Figure 4Correlation of DNA structural parameters, calculated as the average over a 150-base window, with nucleosome occupancy . Calculations were made using dinucleotide and other coefficients obtained from the PROPERTY database http://srs6.bionet.nsc.ru/srs6bin/cgi-bin/wgetz?-page+LibInfo+-newId+-lib+PROPERTY. Nucleosome occupancy data are from Kaplan et al.[8] and Lee et al.[2]. Pearson correlation is shown.
Figure 5Relative nucleosome preference of different subsets of synthetic 150-mers. (A) and (B) Dependence of relative nucleosome preference (as log2(occupancy ratio)) on G+C content (A) and maximum poly-A length (B). Oligonucleotides categorized as "Neutral %G+C" in (B) are those with 45-55% G+C. Graph below shows the frequency of the selected attribute in the oligonucleotides analyzed, and also the human and yeast genomes. (C) Dependence of relative occupancy on poly-A content and CpG status.
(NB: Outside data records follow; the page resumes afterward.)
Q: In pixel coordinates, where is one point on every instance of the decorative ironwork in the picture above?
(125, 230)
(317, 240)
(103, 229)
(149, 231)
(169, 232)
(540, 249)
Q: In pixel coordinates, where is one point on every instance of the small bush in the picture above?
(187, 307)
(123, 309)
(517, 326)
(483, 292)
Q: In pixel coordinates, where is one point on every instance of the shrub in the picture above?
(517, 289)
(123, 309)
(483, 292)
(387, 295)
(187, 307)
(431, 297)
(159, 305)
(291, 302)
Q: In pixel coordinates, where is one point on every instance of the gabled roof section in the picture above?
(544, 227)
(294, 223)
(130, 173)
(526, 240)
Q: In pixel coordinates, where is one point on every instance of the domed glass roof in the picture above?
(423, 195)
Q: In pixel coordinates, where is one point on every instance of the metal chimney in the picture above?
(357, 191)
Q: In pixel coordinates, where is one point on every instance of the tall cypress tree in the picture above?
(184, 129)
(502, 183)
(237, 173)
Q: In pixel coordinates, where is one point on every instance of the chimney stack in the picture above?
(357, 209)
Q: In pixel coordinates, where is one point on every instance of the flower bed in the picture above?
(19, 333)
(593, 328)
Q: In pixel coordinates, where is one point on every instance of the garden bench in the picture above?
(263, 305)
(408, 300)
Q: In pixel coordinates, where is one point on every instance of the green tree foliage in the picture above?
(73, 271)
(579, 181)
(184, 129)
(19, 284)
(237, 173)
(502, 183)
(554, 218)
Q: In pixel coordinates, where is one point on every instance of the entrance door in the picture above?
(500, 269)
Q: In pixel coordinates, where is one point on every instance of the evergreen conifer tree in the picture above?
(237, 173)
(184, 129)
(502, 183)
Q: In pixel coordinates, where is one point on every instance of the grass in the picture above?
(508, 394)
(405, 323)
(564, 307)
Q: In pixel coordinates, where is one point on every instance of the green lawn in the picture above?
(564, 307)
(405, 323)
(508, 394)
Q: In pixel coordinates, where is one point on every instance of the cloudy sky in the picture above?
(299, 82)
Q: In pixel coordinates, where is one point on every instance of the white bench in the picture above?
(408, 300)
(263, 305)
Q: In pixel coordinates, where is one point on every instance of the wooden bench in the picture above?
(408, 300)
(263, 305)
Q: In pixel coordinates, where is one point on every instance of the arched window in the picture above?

Poly-A containing oligonucleotides are defined as containing at least four consecutive adenine bases. CpG oligonucleotides are defined as having a G+C content ≥50%, with an observed/expected CpG ratio ≥0.6 (Obs/Exp CpG = Number of CpG * N/(num G * num C), where N = length of sequence[37]). The sequencing readout (rather than array readout) data from the Kaplan paper was used in this analysis. On all box plots, whiskers indicate 10th and 90th percentiles.